“Hayır arkadaş ben ikinci turda da yılana sarılmayacağım” dedi Tayfun, Mustafa’ya. Öfkeliydi. Çünkü Mustafa, onu ve onun gibileri suçluyordu Kılıçdaroğlu kaybetti diye. “Tek adam faşizmine karşı demokrasiye geçişi engelledin” diyordu Tayfun’a.
“Demokrasi ha!” dedi alaycı ses tonuyla. Aynı ses tonuyla devam etti.
“Millet İttifakı demokrasi getirecek ha? Kirli savaş en kirli haliyle hortlarken başbakan olan Davutoğlu demokrasi getirecek ha? AKP’nin uzun yıllar işçi ve emekçiyi ezen ekonomi politikalarını uygulayan Babacan demokrasi getirecek öyle mi? Ya da Ağar’ın, Bahçeli’nin ülküdaşı Akşenir mi demokrat? Yoksa Madımak katliamından bağımsız düşünemeyeceğimiz Karamollaoğlu için mi demokrasi getirecek diyorsun. Dersimli Kürt olmasına rağmen kendine derdini Kürtçe anlatanlara karşı Kürtçe yanıt vermeyen Kılıçdaroğlu istese de demokrat olamaz. İYİ Parti çıkışmasın diye HDP’ye alenen yakınlaşmaktan bile korkuyor Kılıçdaroğlu. Yaptığınız şu atasözüne uygun düşüyor: Denize düşen yılana sarılır. Evet deniz boğucu. Boğulmamak için yılana sarılıyor insan. Ama yılan zehirli olursa ölümün farklı bir çeşidi bekliyor yılana sarılanı. Millet İttifakı’nın zehirsiz olacağını düşünecek kadar saf değilsindir sanırım.”

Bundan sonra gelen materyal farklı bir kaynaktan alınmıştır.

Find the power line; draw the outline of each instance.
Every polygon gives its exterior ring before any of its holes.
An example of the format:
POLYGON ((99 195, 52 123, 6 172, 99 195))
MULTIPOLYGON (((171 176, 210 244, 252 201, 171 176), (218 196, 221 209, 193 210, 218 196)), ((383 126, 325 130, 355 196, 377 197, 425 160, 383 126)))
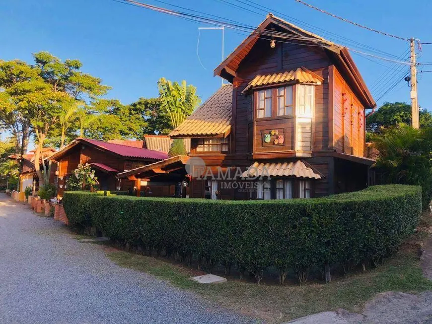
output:
POLYGON ((342 40, 342 41, 340 40, 338 40, 338 41, 339 42, 342 42, 342 43, 347 42, 348 43, 351 43, 351 45, 349 45, 350 46, 358 47, 358 48, 360 48, 361 49, 362 49, 363 50, 370 51, 372 52, 374 52, 376 53, 379 53, 381 55, 387 55, 387 56, 388 56, 390 57, 394 57, 395 58, 397 57, 396 55, 391 54, 390 53, 384 52, 384 51, 382 51, 381 50, 379 50, 378 49, 373 48, 371 46, 369 46, 369 45, 366 45, 365 44, 360 43, 357 41, 351 39, 350 38, 347 38, 345 37, 344 36, 340 36, 339 35, 338 35, 337 34, 335 34, 334 33, 329 31, 326 30, 325 29, 323 29, 323 28, 321 28, 319 27, 317 27, 316 26, 311 25, 307 22, 306 22, 303 21, 302 20, 300 20, 298 19, 294 18, 294 17, 291 17, 290 16, 288 16, 287 14, 285 14, 280 12, 280 11, 278 11, 276 10, 275 10, 273 8, 270 8, 269 7, 266 7, 265 6, 257 3, 256 2, 254 2, 253 1, 249 0, 248 2, 244 2, 244 1, 242 1, 242 0, 234 0, 236 1, 237 2, 239 2, 245 4, 248 4, 248 5, 252 7, 253 8, 254 8, 255 9, 258 9, 261 10, 263 11, 266 12, 266 13, 269 12, 275 12, 275 13, 277 14, 278 15, 279 15, 280 16, 281 16, 283 18, 285 18, 286 19, 288 19, 291 21, 295 22, 296 23, 298 24, 300 26, 301 26, 301 25, 305 26, 306 26, 307 28, 308 28, 310 29, 311 29, 312 30, 319 31, 318 32, 319 32, 320 34, 323 34, 324 35, 330 35, 329 37, 330 38, 334 37, 337 39, 342 40))
MULTIPOLYGON (((199 22, 201 23, 205 23, 210 24, 216 25, 219 26, 224 26, 227 28, 229 28, 232 29, 236 29, 238 30, 240 30, 242 31, 248 31, 249 33, 257 33, 261 35, 264 35, 266 36, 268 36, 271 37, 278 37, 282 38, 283 39, 288 39, 288 40, 297 40, 298 41, 301 41, 303 43, 298 43, 298 45, 305 45, 304 42, 309 42, 309 43, 306 43, 306 45, 309 46, 314 46, 314 44, 316 46, 316 44, 318 44, 319 46, 322 47, 325 46, 328 46, 328 44, 325 43, 325 41, 323 40, 321 40, 318 38, 312 38, 312 37, 306 37, 305 36, 297 36, 292 35, 287 33, 283 33, 281 32, 276 32, 274 31, 267 31, 267 30, 262 30, 259 32, 257 32, 255 29, 255 27, 253 26, 250 26, 249 25, 239 24, 239 23, 230 23, 226 21, 217 20, 216 19, 215 19, 213 18, 208 18, 206 17, 202 17, 200 16, 194 14, 188 13, 187 12, 182 12, 181 11, 177 11, 175 10, 167 9, 165 8, 162 8, 160 7, 158 7, 156 6, 147 4, 145 3, 143 3, 142 2, 138 2, 137 1, 135 1, 134 0, 125 0, 126 2, 120 1, 120 0, 113 0, 116 2, 119 2, 120 3, 132 4, 133 5, 135 5, 136 6, 139 6, 141 7, 143 7, 146 9, 148 9, 150 10, 152 10, 153 11, 155 11, 158 12, 165 13, 166 14, 169 14, 170 15, 173 15, 174 16, 176 16, 177 17, 182 18, 183 19, 186 19, 186 20, 194 21, 194 22, 199 22), (319 44, 321 43, 321 44, 319 44)), ((279 40, 275 40, 277 41, 280 41, 279 40)), ((291 43, 294 42, 291 42, 291 43)), ((376 59, 379 59, 380 60, 382 60, 384 61, 387 61, 388 62, 391 62, 394 63, 397 63, 401 64, 406 64, 406 62, 403 62, 401 61, 397 61, 394 60, 390 60, 389 59, 387 59, 386 58, 383 58, 382 57, 380 57, 376 55, 374 55, 372 54, 370 54, 369 53, 367 53, 365 52, 363 52, 360 51, 357 51, 356 50, 354 50, 353 49, 350 48, 349 47, 347 47, 348 49, 351 49, 352 51, 354 52, 356 52, 358 53, 369 56, 370 57, 375 58, 376 59)))
MULTIPOLYGON (((410 49, 408 48, 406 51, 403 53, 398 58, 399 60, 402 60, 405 58, 405 61, 406 61, 408 59, 408 57, 407 56, 409 53, 410 49)), ((377 85, 377 84, 379 83, 379 82, 381 80, 383 79, 385 77, 386 77, 389 73, 391 73, 392 70, 394 71, 398 70, 398 68, 397 67, 397 66, 398 65, 396 63, 394 63, 390 65, 387 68, 387 69, 383 71, 383 72, 377 78, 376 78, 375 81, 370 85, 370 89, 372 89, 373 88, 375 87, 377 85)))
POLYGON ((378 83, 377 84, 373 90, 374 94, 377 97, 381 94, 383 89, 385 88, 385 87, 387 86, 389 83, 393 82, 395 79, 398 79, 402 74, 405 74, 403 70, 404 67, 401 66, 396 71, 392 72, 388 76, 383 77, 382 79, 384 79, 384 78, 385 78, 385 81, 383 81, 381 83, 378 82, 378 83))
POLYGON ((405 38, 404 37, 401 37, 400 36, 396 36, 395 35, 392 35, 391 34, 389 34, 388 33, 385 33, 384 32, 381 31, 380 30, 378 30, 377 29, 374 29, 373 28, 371 28, 370 27, 368 27, 366 26, 364 26, 363 25, 360 25, 360 24, 359 24, 357 22, 354 22, 354 21, 351 21, 351 20, 349 20, 348 19, 345 19, 345 18, 340 17, 339 16, 337 16, 335 14, 333 14, 331 12, 329 12, 328 11, 326 11, 322 9, 320 9, 319 8, 318 8, 317 7, 315 7, 313 5, 312 5, 311 4, 309 4, 309 3, 307 3, 305 2, 304 2, 304 1, 302 1, 301 0, 295 0, 295 1, 296 1, 297 2, 298 2, 300 3, 302 3, 303 4, 304 4, 304 5, 308 6, 310 8, 312 8, 312 9, 315 9, 315 10, 318 10, 318 11, 319 11, 320 12, 322 12, 323 13, 325 13, 326 14, 328 15, 329 16, 331 16, 332 17, 333 17, 334 18, 336 18, 337 19, 338 19, 340 20, 342 20, 343 21, 345 21, 345 22, 348 22, 348 23, 351 24, 352 25, 354 25, 355 26, 357 26, 357 27, 360 27, 360 28, 364 28, 364 29, 367 29, 367 30, 369 30, 370 31, 375 32, 375 33, 378 33, 378 34, 381 34, 381 35, 384 35, 386 36, 389 36, 390 37, 397 38, 398 39, 401 39, 401 40, 404 40, 404 41, 409 41, 410 39, 410 38, 405 38))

“Zehirli olabilir ama bunlar kesin ölüm demek. Sıtmaya razı olmak benimkisi. Ama sen ölümü seçiyorsun, Millet İttifakı’na oy vermeyerek.”
“Hiç de öyle değil. Biz ne ölüme ne sıtmaya razıyız. Yaşayabilmenin tek yolunu tutuyoruz. Yılana değil birbirimize sarılarak hayatta kalabiliriz. Sorun, henüz birbirimize sarılmıyoruz, yılana daha çok güveniyoruz.”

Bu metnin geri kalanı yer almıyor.